I'm not sure you need to change your strategy that much when facing min-bets. If I have a made hand that I think is the best hand, I'll raise to an amount that would give the same pot odds
as if he had checked to me. If I'm on a draw, I'll usually call, just the same as if he had made a normal bet. After seeing how he reacts to a raise, I may throw in some semi-bluffs or total bluffs later. The only big change is that it might be worth considering calling with weaker draws such as two big overcards or one overcard and an inside straight draw. You'll be getting better pot odds
, and these draws are well disguised when you hit them, thus increasing your implied odds.
The main problem with min-betting made hands is it increases the implied odds to pot odds ratio. This makes calling with draws much more profitable on your part. It also makes it cheaper for you to get away from a made hand that is second best.
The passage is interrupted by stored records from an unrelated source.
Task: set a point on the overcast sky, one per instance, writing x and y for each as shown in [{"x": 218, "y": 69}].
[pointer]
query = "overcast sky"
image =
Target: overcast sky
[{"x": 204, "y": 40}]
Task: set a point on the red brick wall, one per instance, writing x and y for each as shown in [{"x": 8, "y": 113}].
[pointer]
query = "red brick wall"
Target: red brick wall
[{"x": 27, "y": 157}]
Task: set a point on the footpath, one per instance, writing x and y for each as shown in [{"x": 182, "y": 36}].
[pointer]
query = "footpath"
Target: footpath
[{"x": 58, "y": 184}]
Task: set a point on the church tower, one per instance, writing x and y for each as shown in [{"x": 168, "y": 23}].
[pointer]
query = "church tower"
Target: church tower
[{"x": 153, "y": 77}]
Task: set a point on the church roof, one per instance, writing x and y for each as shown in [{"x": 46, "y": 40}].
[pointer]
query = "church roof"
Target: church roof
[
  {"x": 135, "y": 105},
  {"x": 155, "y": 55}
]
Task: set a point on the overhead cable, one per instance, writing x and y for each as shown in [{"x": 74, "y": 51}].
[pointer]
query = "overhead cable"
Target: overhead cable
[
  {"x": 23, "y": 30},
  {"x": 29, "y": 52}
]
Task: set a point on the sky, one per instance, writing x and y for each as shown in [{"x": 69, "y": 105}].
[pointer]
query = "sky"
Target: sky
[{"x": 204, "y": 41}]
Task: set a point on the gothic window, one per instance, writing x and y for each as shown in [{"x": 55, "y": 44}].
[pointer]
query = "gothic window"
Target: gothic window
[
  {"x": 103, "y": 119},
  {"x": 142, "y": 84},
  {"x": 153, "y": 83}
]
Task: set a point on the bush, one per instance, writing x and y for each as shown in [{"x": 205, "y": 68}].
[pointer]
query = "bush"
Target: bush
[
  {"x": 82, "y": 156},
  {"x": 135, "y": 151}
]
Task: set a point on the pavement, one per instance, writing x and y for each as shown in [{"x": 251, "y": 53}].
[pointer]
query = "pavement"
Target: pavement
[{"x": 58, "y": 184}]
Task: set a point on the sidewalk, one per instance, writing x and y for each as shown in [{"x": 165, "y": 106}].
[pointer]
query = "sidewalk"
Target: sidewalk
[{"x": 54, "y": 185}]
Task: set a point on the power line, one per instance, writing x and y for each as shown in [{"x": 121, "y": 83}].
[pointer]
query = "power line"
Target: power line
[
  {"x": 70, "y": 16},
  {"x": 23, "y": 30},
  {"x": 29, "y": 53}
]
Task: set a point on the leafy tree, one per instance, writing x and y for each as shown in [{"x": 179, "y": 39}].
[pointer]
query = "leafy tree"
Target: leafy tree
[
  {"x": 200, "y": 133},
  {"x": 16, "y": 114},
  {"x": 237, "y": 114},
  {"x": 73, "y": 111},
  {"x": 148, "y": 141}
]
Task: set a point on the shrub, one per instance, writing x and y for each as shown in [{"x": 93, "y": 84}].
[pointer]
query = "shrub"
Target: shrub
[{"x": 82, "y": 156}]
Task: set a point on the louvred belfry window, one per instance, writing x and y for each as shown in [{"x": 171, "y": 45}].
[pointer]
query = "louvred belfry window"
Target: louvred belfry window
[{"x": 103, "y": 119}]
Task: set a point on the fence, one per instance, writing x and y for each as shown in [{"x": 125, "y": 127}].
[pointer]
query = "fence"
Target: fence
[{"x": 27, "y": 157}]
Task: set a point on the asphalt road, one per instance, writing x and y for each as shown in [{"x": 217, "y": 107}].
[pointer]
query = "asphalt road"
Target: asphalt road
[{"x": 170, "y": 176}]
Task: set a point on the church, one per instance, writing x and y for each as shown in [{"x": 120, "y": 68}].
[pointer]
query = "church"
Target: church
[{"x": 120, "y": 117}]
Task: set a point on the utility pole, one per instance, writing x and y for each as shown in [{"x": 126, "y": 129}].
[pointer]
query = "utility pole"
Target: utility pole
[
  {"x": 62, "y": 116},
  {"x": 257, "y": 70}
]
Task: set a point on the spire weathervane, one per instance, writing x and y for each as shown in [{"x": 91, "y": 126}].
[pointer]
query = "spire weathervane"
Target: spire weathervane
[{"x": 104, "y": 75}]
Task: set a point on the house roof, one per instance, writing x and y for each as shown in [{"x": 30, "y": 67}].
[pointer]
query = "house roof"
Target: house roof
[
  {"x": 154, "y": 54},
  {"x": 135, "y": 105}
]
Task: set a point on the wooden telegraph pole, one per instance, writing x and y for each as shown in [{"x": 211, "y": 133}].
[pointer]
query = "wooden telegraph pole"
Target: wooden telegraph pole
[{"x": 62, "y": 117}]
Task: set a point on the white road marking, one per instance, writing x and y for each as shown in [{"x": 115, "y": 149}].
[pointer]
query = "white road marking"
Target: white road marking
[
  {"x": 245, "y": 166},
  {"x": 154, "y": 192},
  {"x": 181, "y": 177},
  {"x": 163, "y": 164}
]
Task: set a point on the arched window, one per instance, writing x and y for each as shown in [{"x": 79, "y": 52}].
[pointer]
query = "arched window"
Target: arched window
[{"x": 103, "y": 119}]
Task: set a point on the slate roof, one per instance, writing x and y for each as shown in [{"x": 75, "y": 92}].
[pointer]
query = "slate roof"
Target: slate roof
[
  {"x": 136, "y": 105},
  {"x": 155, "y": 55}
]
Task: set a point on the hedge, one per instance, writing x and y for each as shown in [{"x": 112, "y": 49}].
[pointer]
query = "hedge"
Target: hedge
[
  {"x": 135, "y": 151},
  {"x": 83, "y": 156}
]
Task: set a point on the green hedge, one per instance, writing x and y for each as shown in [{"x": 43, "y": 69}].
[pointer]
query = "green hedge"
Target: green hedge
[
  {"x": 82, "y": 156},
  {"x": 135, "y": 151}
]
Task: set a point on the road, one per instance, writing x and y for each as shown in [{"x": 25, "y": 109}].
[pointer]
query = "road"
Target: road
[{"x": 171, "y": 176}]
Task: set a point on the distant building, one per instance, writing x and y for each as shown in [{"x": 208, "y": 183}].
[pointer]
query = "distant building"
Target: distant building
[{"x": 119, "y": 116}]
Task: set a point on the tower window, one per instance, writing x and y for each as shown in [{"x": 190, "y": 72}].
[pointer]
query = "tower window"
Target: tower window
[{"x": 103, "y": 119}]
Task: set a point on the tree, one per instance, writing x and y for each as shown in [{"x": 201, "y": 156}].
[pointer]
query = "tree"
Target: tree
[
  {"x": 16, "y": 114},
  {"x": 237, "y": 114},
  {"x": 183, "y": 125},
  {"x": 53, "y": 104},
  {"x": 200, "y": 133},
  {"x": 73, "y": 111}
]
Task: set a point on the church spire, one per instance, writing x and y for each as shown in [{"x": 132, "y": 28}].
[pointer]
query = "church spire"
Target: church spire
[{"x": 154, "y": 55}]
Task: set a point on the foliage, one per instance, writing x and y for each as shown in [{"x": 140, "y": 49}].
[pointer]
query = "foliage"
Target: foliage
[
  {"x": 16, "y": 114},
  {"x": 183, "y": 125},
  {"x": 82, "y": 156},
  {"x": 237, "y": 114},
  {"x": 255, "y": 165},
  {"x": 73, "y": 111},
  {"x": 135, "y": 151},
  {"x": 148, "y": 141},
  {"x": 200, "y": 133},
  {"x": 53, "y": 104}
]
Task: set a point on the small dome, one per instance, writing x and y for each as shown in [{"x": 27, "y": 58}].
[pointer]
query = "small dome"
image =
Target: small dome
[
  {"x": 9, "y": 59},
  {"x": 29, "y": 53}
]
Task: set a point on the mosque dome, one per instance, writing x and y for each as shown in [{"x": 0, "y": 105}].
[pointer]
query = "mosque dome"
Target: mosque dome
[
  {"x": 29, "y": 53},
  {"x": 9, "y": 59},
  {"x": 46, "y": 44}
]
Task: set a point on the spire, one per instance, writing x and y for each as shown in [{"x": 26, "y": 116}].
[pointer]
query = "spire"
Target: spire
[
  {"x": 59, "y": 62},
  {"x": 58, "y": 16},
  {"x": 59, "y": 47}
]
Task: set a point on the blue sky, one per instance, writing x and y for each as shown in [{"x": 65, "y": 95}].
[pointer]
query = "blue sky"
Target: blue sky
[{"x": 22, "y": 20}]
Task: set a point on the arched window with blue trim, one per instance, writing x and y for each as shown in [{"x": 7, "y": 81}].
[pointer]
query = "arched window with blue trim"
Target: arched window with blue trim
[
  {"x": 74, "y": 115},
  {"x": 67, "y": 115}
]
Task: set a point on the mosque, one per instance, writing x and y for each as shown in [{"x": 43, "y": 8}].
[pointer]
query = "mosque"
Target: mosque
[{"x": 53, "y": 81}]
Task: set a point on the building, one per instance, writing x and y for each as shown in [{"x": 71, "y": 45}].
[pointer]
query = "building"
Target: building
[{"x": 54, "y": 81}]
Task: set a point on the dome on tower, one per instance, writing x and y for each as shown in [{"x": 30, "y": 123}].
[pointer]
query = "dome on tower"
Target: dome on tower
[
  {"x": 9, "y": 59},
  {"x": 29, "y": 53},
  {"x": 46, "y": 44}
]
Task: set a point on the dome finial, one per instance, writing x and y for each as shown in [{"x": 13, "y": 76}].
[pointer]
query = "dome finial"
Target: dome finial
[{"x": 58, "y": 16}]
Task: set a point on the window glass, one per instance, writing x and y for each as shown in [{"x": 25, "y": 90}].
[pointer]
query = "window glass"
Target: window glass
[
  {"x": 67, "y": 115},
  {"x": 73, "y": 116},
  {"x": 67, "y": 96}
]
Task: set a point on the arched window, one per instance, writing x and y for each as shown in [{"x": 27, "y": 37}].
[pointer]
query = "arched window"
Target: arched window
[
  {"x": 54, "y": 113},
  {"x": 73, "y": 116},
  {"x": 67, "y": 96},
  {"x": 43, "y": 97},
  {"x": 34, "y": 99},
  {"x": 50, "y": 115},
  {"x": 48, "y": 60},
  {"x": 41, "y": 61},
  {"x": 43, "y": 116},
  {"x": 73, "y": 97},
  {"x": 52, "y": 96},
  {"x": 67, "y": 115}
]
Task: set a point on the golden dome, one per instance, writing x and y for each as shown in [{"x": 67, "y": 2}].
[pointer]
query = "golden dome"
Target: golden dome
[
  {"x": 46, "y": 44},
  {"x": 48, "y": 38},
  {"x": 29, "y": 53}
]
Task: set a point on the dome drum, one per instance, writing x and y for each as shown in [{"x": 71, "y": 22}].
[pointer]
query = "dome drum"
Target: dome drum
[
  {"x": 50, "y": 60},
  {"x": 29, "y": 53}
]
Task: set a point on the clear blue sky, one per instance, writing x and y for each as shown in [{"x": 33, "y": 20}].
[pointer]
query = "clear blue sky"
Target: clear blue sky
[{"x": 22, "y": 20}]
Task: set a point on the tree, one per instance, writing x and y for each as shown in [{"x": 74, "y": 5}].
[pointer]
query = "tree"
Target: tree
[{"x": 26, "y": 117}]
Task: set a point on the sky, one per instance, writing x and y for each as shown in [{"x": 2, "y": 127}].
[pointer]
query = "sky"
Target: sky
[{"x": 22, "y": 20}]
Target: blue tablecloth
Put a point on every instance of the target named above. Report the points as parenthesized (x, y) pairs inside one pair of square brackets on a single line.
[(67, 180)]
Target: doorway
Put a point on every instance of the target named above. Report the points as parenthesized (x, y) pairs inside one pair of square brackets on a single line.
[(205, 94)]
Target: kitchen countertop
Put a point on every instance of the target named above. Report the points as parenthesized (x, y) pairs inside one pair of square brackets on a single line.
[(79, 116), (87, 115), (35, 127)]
If you raise to a normal amount and he comes over the top, you can fold second pair or weak top pair and really only lose one bet.
The main advantage to him min-betting is that he puts in less money per hand, thus reducing variance. However, this comes at the cost of reducing profit as described in the previous paragraph. Furthermore, since variance is insignificant in the long run, we shouldn't care about playing higher variance than our opponent. Basically, he's sacrificing value to us for the sake of lowering variance in the short term.
So if you're serious about winning big in the long run, DO NOT min-bet (unless it's a special strategy against a particular opponent).